И останется дорогой мой на улице. Может, и в возрасте он уже будет значительном. Станет дедком жалким по вокзалам скитаться. Опустится. И помрет под забором.
Подарю квартиру по договору дарения. Пропишу, правда, что жить здесь буду пожизненно. Перестрахуюсь, так сказать. А дети пусть сильно не сердятся — я ради них всю молодость в одиночестве куковала.
Отдала, так сказать, долг. А они взрослые, пусть крутятся. Все же сыновья. Обязаны себе дом построить, дерево посадить и сына родить.
А уж как Володенька на тот свет собираться начнет — так пусть моим наследникам жилье оставляет.
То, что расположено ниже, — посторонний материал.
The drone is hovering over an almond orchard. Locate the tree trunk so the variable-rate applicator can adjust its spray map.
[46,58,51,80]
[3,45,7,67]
Схожу-ка к юристу. Можно, небось, такую схему сообразить по закону”. И в очередной раз, как начали дети намекать, так им и ответила прямолинейно.
— И даже не мечтайте, — заявила, — хату данную я продавать не собираюсь. Буду в ней жить до самой смерти. А как помру — Володя хозяином станет. Вам я долг материнский отдала. И более ничем не обязанная. Вон, лбы какие здоровые получились.
А сыновья обиделись, спорить с Тамарой Петровной начали, жен беременных показывать, бабку Нюру вспоминать — как она любила их маленьких, а потому сейчас в гробу она, небось, переворачивается.
Про маразмы опять заикнулись и про веревочки клозетные. И что Володенька, пройдоха, околдовал маменьку престарелую, воспользовался ее жалостливым женским сердцем. Знал, проходимец, как в доверие втереться к одинокой дамочке.
Переругались все. С матерью дети разговаривать отказались с той ссоры. “Променяла детей на штаны, — так они ей напоследок сообщили, — и внуков не увидишь».
А Володя Тамару Петровну утешает. Слезы вытирает ей теплой рукой со щечек. Обнимает нежно. “Не любят они тебя, Томочка, — говорит проникновенным голосом, — не ценят.
Всю жизнь ты им под ноги швырнула. А они оперились — и из дома тебя гонят в скворечник. Вот такое отношение, получается. Только я тебе поддержка. Только я, мой ангел земной”.
И Тамара Петровна искренне судьбе благодарна. Что одарила она ее таким чудесным подарком на старости лет. И не жаль ей потомков своих равнодушных ни капельки.